Eroberung mit dem Ruf Allahu Akbar – Massenhinrichtungen
„Wir erleben einen Genozid durch Säuberung. Wie lange will die Welt noch zuschauen? Wir fordern den Sicherheitsrat der Vereinten Nationen auf, sofort einzugreifen. Hier findet eine Katastrophe größten Ausmaßes statt. Warum hilft uns niemand.
Auch die nahegelegene Stadt Tal Kayf wurde von den Islamisten erobert: „Die Islamisten kamen in der Nacht. Es fielen Schüsse. Lange Konvois bewaffneter Kämpfer des Islamischen Staates drangen in die Stadt ein. Unter dem Ruf Allhu Akbar proklamierten sie ihre Bedingungen“, so ein Christ aus Tal Kayf, dem die Flucht in die kurdische Hauptstadt Erbil gelang.
Aus der Stadt Sinjar wurde neben den Christen auch die Minderheit der Jesiden vertrieben. Sogar Moslems traten die Flucht an. Etwa 500 Männer der Stadt wurden von den Islamisten hingerichtet, Hunderte von Frauen, vor allem Christinnen wurden als Sklavinnen der Islamisten verschleppt, so Tempi unter Berufung auf irakische Quellen.

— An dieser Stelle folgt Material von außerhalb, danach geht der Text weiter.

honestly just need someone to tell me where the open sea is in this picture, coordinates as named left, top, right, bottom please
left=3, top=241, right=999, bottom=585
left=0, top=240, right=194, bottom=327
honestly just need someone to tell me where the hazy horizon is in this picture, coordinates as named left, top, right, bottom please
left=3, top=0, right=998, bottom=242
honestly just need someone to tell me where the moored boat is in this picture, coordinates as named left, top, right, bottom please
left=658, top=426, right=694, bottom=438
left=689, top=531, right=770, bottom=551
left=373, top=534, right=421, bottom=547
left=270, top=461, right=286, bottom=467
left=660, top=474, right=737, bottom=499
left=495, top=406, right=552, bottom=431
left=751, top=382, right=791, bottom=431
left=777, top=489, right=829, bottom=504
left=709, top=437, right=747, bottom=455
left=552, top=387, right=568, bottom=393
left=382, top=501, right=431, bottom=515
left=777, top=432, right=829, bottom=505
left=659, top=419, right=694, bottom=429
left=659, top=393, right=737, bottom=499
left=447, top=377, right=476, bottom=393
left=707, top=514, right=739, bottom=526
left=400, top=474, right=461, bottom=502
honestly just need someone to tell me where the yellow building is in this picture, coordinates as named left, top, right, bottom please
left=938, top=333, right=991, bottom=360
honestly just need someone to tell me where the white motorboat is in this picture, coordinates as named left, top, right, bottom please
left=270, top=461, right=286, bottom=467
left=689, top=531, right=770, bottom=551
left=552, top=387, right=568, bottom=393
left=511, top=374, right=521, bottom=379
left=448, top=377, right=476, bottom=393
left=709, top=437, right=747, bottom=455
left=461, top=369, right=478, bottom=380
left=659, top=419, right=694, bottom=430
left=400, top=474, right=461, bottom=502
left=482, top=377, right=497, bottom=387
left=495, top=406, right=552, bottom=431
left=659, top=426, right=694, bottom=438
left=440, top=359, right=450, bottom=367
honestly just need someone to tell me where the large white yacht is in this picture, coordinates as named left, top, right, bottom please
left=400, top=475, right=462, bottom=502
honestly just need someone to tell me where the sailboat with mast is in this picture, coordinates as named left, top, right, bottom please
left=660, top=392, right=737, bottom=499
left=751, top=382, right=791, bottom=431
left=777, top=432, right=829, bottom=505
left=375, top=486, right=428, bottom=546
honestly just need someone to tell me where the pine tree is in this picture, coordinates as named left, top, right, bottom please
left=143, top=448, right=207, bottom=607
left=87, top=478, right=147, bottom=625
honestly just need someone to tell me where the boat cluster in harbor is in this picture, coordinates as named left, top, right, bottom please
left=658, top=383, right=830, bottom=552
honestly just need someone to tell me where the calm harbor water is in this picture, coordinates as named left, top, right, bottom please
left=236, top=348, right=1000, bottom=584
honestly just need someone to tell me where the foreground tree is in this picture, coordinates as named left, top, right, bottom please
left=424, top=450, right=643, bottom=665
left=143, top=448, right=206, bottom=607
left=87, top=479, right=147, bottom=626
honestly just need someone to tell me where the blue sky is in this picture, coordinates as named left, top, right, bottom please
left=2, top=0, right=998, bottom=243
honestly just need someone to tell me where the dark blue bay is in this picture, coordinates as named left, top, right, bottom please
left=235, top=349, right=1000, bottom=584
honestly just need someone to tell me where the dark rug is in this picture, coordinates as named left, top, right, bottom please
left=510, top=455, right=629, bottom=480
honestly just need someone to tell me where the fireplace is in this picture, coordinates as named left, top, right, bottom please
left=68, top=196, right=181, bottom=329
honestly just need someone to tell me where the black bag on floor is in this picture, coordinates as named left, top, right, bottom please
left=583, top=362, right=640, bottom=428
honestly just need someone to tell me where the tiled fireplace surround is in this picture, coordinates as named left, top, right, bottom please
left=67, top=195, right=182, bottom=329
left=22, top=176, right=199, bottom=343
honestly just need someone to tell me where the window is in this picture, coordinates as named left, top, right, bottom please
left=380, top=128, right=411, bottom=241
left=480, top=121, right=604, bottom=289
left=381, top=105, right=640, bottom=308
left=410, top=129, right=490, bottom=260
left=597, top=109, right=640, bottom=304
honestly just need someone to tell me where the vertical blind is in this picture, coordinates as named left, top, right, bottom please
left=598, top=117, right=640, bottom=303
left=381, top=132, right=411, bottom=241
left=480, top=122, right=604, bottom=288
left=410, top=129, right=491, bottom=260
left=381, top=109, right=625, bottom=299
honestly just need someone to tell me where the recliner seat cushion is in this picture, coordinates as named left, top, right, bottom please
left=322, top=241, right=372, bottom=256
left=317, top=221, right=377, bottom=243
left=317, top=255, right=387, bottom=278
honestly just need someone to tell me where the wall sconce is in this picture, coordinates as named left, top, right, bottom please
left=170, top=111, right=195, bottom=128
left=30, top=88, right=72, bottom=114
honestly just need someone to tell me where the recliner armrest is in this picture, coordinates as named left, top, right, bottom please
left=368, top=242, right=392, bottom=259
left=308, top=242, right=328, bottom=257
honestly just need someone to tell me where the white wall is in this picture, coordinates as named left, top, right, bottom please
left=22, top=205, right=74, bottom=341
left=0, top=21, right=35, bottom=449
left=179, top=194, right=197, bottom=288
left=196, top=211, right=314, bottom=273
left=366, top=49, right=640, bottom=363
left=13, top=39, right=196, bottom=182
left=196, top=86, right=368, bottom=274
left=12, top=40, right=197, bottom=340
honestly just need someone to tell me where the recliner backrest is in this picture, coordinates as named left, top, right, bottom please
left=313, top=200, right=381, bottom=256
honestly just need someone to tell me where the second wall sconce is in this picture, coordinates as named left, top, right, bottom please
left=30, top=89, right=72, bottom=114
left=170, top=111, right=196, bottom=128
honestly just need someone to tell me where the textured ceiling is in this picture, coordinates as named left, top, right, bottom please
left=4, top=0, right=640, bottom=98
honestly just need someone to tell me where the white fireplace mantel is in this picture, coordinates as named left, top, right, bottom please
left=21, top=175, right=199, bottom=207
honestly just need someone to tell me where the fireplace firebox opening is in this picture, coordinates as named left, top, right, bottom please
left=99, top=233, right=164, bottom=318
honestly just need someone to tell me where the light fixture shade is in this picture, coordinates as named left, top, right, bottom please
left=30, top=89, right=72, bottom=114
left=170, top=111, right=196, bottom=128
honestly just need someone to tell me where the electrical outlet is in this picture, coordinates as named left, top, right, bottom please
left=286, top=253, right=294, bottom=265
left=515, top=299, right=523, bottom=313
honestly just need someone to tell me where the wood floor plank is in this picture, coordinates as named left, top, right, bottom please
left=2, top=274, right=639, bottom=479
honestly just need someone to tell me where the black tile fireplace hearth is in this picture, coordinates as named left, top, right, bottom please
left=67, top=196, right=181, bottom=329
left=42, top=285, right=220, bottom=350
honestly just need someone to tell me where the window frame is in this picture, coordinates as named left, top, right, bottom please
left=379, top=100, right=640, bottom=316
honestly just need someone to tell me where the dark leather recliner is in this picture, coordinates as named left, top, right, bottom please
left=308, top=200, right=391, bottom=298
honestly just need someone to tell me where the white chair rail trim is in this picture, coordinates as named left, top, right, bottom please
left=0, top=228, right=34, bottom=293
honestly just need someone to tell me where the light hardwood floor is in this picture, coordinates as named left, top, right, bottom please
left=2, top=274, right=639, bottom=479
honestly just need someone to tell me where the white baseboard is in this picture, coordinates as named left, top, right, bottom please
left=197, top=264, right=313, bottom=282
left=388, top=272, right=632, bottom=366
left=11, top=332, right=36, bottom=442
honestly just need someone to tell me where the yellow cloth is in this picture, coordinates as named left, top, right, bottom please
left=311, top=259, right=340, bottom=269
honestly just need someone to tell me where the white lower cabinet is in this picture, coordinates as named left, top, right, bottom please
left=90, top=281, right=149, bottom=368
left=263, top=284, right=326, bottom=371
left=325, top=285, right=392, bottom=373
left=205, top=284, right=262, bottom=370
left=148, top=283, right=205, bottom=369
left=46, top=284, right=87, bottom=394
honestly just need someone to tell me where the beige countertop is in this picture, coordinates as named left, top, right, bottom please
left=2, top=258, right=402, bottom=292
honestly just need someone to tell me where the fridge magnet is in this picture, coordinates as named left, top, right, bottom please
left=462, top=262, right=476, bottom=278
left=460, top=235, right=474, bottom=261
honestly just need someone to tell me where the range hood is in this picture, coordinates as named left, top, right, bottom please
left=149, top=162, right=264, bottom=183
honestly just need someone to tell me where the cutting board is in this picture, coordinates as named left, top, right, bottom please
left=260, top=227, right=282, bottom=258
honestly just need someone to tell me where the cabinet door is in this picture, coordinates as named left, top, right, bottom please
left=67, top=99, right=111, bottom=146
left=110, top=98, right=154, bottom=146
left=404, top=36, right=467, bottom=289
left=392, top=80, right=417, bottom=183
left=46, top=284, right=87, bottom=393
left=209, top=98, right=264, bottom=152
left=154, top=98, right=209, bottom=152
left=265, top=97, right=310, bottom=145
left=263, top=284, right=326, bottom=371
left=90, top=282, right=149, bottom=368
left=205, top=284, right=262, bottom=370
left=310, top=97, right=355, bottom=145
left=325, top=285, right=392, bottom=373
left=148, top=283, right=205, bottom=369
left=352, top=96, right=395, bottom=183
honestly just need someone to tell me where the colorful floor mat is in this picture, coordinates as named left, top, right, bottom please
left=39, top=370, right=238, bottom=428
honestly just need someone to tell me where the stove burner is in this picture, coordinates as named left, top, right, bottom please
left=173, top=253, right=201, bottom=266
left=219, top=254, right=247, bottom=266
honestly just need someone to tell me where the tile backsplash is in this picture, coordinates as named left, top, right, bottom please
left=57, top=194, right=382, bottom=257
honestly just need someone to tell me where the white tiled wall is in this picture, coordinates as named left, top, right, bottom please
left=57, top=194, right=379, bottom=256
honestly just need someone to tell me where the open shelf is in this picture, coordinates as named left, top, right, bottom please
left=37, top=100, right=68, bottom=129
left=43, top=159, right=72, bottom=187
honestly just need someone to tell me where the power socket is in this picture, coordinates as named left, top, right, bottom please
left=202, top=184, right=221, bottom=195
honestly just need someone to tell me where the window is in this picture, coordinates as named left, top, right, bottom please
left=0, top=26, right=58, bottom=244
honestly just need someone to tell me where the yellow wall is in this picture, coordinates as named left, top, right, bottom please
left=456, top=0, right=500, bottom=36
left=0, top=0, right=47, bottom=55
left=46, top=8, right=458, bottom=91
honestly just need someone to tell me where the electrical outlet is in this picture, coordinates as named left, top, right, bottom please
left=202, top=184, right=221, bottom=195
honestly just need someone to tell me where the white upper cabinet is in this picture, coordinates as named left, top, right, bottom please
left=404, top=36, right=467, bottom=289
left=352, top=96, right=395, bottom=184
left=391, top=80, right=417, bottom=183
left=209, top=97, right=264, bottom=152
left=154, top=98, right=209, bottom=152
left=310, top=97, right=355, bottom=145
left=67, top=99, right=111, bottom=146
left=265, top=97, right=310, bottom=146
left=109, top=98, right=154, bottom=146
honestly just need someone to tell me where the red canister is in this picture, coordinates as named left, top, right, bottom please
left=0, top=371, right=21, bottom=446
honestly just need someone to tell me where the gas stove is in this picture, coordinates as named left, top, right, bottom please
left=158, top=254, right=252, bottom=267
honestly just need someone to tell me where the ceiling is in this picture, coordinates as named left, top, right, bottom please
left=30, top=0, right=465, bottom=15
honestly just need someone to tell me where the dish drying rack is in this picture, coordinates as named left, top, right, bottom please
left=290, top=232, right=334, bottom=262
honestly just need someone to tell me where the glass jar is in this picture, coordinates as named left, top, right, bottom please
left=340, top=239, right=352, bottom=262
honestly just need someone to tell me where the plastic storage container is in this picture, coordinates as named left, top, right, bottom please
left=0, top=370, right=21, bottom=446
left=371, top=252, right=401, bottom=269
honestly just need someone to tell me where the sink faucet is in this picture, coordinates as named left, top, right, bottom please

Patriarch Sako: „Menschen erleiden hier Via Crucis“
Der chaldäische Patriarch Louis Raphael I. Sako von Bagdad, der vor einigen Tagen einen verzweifelten Hilferuf an Papst Franziskus gerichtet hatte, erklärte: „Sie schaffen eine Leere, eine Leere. In Syrien gibt es eine intakte Armee, die gegen die Islamisten kämpft. Im Irak gibt es keine Armee mehr, die irgendwen schützen kann. Die Kurden ziehen sich in ihre Gebiete zurück. Sie haben nur leichte Waffen. Die Islamisten sind sehr gut bewaffnet. Tausende von Menschen sind auf den Straßen auf der Flucht. Ihr Ziel ist ungewiß. Wenn nicht Hilfe kommt, droh 50.000 von ihnen der Tod durch Hunger und Durst. Es sind Frauen, Kinder, Alte. Es ist notwendig, das Gewissen der öffentlichen Meinung aller Länder zu mobilisieren. Die Menschen auf der Flucht, zu Fuß, erleben ihre Via Crucis.
Asianews startete inzwischen eine konkrete Hilfsaktion, die hoffentlich auch im deutschen Sprachraum Nachahmung findet. Unter dem Stichworte: „Adoptiere einen Christen von Mosul“ werden Spenden gesammelt. Mit fünf Euro am Tag kann einem Flüchtling geholfen werden. Die Gelder werden dem Patriarchat von Bagdad übermittelt, das die Hilfsaktion für die verfolgten Christen koordiniert.